Josh Richards rolls into Fonda as the point leader. Richards is a two-time series champion (2009, 2010), but took last year off to compete on the NASCAR Nationwide Series. He ran 14 races in that series, but couldn’t find a full-time ride and returned to the World of Outlaws.
The modifieds will also be on Wednesday’s card. Racing begins at 7 p.m.
The Saratoga Automobile Museum will be holding a “Road Racing 101” seminar on June 23 at 1 p.m. Greg Rickes, Lime Rock Park’s veteran announcer, will help newcomers to the sport understand the various classes, formulas and sanctioning bodies that make up the road racing world, discuss the hot topics of the moment for veteran enthusiasts and field questions on all aspects of the sports car world from the audience.

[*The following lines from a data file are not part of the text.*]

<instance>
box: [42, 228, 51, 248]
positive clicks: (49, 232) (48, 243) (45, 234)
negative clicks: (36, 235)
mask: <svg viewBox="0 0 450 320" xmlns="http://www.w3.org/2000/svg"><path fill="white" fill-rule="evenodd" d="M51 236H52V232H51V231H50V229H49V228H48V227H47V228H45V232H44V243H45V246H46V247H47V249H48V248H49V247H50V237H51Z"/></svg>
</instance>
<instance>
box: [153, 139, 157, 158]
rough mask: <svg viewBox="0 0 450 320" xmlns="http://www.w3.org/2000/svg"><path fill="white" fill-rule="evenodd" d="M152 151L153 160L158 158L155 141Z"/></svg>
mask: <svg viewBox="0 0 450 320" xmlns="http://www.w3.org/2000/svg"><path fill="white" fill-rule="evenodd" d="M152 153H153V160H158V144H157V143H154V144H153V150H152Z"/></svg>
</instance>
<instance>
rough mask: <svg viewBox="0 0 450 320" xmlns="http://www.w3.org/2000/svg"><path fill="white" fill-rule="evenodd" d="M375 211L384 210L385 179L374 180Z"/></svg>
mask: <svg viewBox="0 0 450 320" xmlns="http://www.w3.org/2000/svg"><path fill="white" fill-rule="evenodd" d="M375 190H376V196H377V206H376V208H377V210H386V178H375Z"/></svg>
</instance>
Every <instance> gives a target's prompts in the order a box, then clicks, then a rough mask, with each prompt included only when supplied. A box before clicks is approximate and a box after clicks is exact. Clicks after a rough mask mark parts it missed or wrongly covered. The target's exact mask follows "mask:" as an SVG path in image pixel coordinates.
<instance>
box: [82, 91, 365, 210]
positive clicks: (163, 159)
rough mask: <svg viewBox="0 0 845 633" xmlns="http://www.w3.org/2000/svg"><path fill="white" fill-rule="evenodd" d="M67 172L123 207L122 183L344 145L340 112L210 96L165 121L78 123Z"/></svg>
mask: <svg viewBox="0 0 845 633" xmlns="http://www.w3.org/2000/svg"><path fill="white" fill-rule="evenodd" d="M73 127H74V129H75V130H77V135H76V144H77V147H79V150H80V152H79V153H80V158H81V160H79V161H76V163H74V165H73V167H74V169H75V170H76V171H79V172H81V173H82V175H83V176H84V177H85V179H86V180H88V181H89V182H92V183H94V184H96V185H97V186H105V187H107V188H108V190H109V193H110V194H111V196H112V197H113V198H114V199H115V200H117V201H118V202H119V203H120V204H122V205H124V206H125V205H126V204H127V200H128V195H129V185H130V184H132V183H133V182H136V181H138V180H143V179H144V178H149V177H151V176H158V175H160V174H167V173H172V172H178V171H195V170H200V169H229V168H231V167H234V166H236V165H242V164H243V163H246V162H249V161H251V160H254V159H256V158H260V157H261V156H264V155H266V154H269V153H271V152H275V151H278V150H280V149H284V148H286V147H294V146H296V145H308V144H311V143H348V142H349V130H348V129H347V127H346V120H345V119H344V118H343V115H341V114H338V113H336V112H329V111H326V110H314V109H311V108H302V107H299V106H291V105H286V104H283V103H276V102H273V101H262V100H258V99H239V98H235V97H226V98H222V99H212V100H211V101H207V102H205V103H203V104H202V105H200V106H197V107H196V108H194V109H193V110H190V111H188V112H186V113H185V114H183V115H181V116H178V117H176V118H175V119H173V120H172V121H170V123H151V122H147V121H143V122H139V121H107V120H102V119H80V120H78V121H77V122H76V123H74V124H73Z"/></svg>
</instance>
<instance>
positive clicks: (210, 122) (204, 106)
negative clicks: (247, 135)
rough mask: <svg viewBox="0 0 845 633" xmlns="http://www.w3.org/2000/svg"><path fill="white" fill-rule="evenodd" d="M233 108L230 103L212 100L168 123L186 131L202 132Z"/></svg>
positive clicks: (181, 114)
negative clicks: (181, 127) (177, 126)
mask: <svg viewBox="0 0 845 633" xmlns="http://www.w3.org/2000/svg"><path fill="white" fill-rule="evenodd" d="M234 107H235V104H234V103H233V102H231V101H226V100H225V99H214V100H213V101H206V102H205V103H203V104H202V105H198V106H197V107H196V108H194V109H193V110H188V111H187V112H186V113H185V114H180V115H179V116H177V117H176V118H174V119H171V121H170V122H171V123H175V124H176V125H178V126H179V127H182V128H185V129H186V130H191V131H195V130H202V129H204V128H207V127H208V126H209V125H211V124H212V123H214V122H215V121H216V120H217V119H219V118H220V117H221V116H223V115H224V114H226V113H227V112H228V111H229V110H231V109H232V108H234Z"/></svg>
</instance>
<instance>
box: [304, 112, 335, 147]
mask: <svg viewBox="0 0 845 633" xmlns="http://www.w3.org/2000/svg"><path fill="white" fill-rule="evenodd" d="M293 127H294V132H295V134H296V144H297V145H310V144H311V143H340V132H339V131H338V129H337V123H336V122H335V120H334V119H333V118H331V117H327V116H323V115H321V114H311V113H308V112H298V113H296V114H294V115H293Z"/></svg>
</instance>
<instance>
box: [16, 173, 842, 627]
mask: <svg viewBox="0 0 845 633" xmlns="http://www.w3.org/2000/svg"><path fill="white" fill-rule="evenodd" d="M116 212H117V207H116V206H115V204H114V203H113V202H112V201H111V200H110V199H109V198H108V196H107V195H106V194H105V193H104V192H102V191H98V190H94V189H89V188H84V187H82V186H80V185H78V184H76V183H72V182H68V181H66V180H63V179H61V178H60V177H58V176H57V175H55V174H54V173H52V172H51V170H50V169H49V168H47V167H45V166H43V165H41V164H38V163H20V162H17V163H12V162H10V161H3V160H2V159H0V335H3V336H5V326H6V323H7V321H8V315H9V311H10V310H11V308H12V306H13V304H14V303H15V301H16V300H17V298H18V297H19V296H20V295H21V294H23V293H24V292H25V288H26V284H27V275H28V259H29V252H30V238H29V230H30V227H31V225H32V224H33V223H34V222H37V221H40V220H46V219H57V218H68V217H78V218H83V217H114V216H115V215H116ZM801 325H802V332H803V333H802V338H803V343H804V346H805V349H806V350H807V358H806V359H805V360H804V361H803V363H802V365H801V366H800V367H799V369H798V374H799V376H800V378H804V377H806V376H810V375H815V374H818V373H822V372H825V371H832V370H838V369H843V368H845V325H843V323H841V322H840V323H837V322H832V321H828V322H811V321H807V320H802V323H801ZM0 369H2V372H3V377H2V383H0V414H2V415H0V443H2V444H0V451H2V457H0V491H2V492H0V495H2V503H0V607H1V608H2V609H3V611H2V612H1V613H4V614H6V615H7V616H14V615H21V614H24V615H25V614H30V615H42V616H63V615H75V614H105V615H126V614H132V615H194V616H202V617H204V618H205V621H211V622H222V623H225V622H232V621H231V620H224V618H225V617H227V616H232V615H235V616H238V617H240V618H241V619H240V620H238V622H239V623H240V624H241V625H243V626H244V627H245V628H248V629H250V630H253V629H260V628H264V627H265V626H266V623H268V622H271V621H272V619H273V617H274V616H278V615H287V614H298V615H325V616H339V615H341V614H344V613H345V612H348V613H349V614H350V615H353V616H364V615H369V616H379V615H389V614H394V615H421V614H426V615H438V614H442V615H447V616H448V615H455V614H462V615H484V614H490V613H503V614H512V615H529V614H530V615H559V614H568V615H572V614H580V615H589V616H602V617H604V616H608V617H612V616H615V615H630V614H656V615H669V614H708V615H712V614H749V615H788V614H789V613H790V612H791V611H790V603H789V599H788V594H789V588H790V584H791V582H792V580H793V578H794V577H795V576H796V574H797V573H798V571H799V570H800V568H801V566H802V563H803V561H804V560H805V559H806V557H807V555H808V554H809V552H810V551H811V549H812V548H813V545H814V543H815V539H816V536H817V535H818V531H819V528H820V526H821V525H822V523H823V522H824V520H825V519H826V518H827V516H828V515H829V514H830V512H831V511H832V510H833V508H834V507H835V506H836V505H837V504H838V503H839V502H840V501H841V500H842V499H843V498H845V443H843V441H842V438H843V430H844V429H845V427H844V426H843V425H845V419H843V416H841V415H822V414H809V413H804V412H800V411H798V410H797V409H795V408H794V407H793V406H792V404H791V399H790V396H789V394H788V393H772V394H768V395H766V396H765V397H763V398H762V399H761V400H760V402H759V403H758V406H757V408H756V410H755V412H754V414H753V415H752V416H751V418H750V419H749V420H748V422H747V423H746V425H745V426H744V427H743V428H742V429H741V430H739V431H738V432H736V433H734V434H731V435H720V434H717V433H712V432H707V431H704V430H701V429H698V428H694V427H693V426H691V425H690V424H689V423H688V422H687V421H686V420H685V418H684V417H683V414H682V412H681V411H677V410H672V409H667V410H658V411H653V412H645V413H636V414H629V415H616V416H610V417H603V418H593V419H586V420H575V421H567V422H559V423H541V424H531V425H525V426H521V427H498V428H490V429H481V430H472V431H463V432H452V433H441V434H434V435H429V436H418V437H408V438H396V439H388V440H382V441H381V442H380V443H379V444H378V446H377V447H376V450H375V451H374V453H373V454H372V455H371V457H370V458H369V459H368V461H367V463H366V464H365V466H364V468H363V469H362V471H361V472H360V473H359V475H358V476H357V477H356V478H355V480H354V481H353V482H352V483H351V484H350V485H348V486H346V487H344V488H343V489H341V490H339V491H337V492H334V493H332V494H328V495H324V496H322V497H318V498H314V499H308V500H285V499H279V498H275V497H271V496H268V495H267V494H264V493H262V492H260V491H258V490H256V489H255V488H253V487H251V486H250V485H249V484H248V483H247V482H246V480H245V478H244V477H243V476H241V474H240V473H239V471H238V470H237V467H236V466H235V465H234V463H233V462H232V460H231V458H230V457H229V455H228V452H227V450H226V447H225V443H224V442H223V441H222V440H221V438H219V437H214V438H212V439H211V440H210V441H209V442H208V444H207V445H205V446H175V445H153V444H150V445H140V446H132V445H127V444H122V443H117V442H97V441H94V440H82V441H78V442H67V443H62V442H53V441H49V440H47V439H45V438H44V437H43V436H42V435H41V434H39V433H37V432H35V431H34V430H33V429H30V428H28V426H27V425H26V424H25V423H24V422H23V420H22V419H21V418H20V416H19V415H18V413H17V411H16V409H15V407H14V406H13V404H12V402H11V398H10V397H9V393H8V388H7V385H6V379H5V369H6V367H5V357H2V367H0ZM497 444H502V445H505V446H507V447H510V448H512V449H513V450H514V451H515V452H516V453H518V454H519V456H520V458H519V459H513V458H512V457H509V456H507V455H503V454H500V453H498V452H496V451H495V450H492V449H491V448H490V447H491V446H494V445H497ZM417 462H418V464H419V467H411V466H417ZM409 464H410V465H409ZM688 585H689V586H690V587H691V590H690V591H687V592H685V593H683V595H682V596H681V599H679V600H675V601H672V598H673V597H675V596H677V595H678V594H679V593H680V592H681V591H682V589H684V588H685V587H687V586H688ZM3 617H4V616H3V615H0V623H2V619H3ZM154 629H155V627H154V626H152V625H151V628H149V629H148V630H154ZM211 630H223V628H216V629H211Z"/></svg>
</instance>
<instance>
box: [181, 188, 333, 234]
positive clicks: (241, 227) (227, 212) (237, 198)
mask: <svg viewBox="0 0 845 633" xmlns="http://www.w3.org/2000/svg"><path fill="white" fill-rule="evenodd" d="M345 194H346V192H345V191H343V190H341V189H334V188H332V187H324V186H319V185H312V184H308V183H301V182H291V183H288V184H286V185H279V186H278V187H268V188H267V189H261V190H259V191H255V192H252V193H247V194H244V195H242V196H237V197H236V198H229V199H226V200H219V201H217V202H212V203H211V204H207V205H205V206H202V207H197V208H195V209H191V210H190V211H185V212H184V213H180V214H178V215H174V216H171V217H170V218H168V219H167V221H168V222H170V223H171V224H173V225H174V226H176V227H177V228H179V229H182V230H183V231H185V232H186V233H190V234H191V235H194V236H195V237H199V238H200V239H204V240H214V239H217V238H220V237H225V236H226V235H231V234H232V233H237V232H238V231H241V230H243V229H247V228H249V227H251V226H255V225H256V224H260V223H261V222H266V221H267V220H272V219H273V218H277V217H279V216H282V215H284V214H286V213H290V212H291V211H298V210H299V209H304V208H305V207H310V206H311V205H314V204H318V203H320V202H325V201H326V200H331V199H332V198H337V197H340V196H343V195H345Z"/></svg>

The program will also include Jeff Grossbard of Lime Rock Park’s public relations staff. He’ll be available to answer questions on the famed Connecticut road course and its 2013 schedule, as well as present a $50 ticket, good for use at LRP’s highly regarded Historic Festival on Aug. 31 or Sept. 2, to all attendees.
The seminar, which does not require pre-registration, will take place in the museum’s Orientation Theatre. More information on the Saratoga Automobile Museum is available online at www.saratogaautomuseum.org.
Around the tracks
Pro stocks will make a return to Glen Ridge Motorsports Park tonight. With fabricator and pro stock driver Nick Stone pulling some strings, there should be a decent field of cars. The pro stocks ran at the Ridge on a regular basis during 2010, and usually had 10 to 12 cars each night. Rocky Warner won the division championship that year.
Because of last week’s rain, the Mike Ronca Memorial will be held tonight at Albany-Saratoga Speedway. A $100 bonus will be given to the leader of lap seven in all divisions, while the sportsman will race for $700 to win.
Andy Bachetti drove to his third straight modified win at Lebanon Valley Saturday and took home $3,000 in the first annual J.C. Flach Memorial. First, Brett Hearn won four in a row. Now, Bachetti has won three straight. If I’m promoter Howie Commander, I’d pay Friesen some good money to skip Fonda, put him with Hearn and
Bachetti somewhere around 15th, 16th and 17th in the starting lineup, and sit back and enjoy the show.
Pete Broderson got his third pro stock win of the year Saturday night at Fonda, but he probably won’t be back in victory lane again this year. “We were hoping to go out with a bang,” he said after the race. “I have to have shoulder surgery this week and may not be back for the rest of the year.”
As Cher would say, Drew Fallis nearly turned back time Saturday when he finished second in the 602 sportsman feature Saturday at Fonda. The veteran driver had the lead on lap 16 of the 20-lapper, but a restart allowed Chris Shaffer to get by and become the seventh different winner in as many weeks in that division.
Fallis has five career wins at Fonda, but hasn’t been to victory lane since May 11, 2002. Fallis’ T31 has been a fixture at Fonda since the mid-1990s. The number comes from Gibby Fountain’s 31 (Fallis bought his first car from Fountain) and the T is to honor his late father, Ted.